I don't remember my grandparents talking much about him other than the fact that he was the first non-commissioned officer in the Scots Guards. I remember my grandmother telling me that she and my grandfather and my grandfather's brother got together an impromptu band and she was jazzing up the death march. She could jazz up any tune on the piano.
Apparently my great-grandfather came in, said: "I've heard to many good men go out to that tune to think that funny," and turned and swept out of the room again. They were duly sobered by that.

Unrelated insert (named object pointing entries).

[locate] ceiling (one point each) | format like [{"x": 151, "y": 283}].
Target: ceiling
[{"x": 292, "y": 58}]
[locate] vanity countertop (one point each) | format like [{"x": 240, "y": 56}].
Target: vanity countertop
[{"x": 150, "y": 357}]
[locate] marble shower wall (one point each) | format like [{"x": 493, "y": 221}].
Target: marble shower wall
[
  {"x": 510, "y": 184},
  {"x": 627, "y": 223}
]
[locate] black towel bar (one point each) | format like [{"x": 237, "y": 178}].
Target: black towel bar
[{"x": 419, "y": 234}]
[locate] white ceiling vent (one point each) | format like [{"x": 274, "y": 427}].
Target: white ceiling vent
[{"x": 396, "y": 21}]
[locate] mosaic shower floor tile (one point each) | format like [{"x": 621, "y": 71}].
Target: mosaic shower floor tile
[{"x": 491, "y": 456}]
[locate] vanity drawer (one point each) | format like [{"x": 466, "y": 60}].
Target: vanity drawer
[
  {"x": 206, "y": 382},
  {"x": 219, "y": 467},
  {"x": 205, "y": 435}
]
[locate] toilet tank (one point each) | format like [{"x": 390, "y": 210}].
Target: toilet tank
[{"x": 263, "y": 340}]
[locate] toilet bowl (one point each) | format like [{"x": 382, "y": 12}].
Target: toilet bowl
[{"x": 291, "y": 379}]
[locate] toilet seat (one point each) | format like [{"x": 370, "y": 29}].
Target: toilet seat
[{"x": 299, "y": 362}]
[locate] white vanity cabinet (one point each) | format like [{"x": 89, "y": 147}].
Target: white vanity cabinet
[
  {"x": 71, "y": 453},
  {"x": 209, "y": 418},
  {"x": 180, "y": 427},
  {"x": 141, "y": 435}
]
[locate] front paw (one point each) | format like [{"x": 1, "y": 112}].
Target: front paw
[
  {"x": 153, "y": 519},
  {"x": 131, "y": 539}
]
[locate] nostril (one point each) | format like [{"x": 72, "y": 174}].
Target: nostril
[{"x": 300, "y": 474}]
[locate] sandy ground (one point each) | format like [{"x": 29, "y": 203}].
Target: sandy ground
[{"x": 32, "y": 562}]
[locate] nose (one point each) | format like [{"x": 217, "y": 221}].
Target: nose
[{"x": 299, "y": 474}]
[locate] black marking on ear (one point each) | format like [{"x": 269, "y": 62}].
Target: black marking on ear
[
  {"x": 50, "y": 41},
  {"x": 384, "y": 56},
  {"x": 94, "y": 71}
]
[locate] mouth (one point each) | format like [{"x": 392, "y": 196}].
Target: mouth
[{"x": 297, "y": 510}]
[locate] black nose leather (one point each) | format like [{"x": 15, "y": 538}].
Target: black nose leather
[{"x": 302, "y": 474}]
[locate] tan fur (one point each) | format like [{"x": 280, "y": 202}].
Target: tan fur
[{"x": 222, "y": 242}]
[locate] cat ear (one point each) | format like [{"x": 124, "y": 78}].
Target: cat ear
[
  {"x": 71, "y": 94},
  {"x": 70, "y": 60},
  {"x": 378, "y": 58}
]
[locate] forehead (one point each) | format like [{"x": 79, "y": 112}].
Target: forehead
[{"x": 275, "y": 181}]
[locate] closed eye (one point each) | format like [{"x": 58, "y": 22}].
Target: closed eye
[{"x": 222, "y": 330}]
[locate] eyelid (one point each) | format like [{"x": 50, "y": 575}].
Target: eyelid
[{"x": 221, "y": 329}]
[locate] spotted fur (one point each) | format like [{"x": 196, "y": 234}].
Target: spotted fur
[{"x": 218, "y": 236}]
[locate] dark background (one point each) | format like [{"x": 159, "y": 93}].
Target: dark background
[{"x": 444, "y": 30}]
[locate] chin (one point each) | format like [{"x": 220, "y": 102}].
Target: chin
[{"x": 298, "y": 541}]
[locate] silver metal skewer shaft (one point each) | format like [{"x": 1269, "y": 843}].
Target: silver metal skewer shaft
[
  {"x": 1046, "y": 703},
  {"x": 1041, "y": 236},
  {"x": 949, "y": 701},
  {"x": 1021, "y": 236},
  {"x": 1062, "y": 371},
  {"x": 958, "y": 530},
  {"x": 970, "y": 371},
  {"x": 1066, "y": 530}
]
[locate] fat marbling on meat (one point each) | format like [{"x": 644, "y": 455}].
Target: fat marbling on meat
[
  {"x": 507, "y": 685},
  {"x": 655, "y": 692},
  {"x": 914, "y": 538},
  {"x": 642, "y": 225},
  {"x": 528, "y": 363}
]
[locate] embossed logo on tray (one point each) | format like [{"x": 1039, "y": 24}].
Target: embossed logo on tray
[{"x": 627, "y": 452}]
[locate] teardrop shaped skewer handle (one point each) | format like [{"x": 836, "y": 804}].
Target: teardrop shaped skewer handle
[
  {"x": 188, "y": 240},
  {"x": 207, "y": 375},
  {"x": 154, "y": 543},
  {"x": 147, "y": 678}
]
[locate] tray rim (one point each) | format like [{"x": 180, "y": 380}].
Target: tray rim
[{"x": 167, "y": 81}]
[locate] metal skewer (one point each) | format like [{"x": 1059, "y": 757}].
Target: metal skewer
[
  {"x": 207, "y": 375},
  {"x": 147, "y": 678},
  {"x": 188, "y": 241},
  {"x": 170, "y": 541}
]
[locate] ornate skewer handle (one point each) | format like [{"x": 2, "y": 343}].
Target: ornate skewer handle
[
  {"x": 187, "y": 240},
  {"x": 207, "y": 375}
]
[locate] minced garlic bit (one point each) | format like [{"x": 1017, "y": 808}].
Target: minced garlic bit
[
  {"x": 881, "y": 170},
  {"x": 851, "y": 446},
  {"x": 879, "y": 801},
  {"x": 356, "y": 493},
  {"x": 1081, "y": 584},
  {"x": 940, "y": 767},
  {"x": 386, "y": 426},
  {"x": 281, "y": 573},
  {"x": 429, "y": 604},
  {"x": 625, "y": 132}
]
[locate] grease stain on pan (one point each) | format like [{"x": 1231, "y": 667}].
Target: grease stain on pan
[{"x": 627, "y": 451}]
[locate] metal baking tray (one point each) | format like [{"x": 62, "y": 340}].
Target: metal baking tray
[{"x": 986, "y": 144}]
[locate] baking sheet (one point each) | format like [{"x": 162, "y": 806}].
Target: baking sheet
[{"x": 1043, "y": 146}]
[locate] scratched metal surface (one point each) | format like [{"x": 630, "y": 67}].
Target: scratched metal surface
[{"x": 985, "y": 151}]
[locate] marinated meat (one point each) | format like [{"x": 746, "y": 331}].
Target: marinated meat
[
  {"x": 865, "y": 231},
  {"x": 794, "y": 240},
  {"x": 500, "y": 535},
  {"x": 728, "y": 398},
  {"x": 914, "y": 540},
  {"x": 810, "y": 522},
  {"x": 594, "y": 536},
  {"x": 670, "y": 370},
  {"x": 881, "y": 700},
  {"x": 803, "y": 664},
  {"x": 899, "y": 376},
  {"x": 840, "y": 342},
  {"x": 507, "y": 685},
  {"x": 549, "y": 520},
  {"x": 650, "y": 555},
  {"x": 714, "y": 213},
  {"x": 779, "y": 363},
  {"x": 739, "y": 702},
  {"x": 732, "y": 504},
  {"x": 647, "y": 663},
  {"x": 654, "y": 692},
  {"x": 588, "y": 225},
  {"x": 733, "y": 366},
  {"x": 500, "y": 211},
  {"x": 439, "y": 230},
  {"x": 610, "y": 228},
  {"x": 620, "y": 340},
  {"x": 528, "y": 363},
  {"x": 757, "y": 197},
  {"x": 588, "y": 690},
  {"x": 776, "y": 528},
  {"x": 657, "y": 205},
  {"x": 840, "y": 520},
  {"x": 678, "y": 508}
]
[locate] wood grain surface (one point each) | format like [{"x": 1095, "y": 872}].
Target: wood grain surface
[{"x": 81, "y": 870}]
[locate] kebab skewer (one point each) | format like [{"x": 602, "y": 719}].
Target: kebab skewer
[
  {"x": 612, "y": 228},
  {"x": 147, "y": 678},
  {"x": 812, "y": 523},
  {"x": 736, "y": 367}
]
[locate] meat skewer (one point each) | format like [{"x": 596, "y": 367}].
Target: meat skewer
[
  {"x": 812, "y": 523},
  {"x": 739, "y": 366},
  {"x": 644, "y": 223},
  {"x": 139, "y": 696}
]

My mother Diana Spivey, tells me that she remembers her father telling her that C.H.H. (as I think of him) would never let Lottie use serving dishes for food, because they waited such a long time for all their food in the army that it was invariably cold by the time they got it. Also, if anyone complained about the food, he would growl that they ate rats during the seige of Ladysmith and were glad to have them!
He fought in the Boer war, and was in Ladysmith during the seige (shown above), reputedly eating rats and his boots before the end of it. Oh the other hand, the British invented the concentration camp in the midst of that war, so maybe they deserved to be starved, I don't know.
He was awarded a civilian MBE for his work in mobilising the Scots Guards during the First World War. Apparently all the records had been sent to storage and it was going to take months to retrieve them. He remembered the names and addresses of dozens of men. Not sure how happy they will have been to have been located to go fight for their country, but the Prime Minister was grateful. He said that he didn't want any fuss or anyone to go to Buckingham Palace with him, but Laurie, his step-daughter (Caterina Mondioli) managed to be in the right place at the right time to be snapped.
I hold a number of original documents that come from him. I have his Certificate of Education (First class) from the Army Schools, dated 25 October 1904, in which he is named a Colour Sergeant (O/R?S?) C.H. Spivey.
I have a little red card booklet for the Third Guards Club, in which he appear in the list of members, elected 1928.
I have a ticket for the coronation of King George V and Queen Mary, 22 June 1911.
I have the newspaper cutting about his brother's death in 1914, which is all but destroyed.
I have numerous picture of both him and my great grandmother, at various times.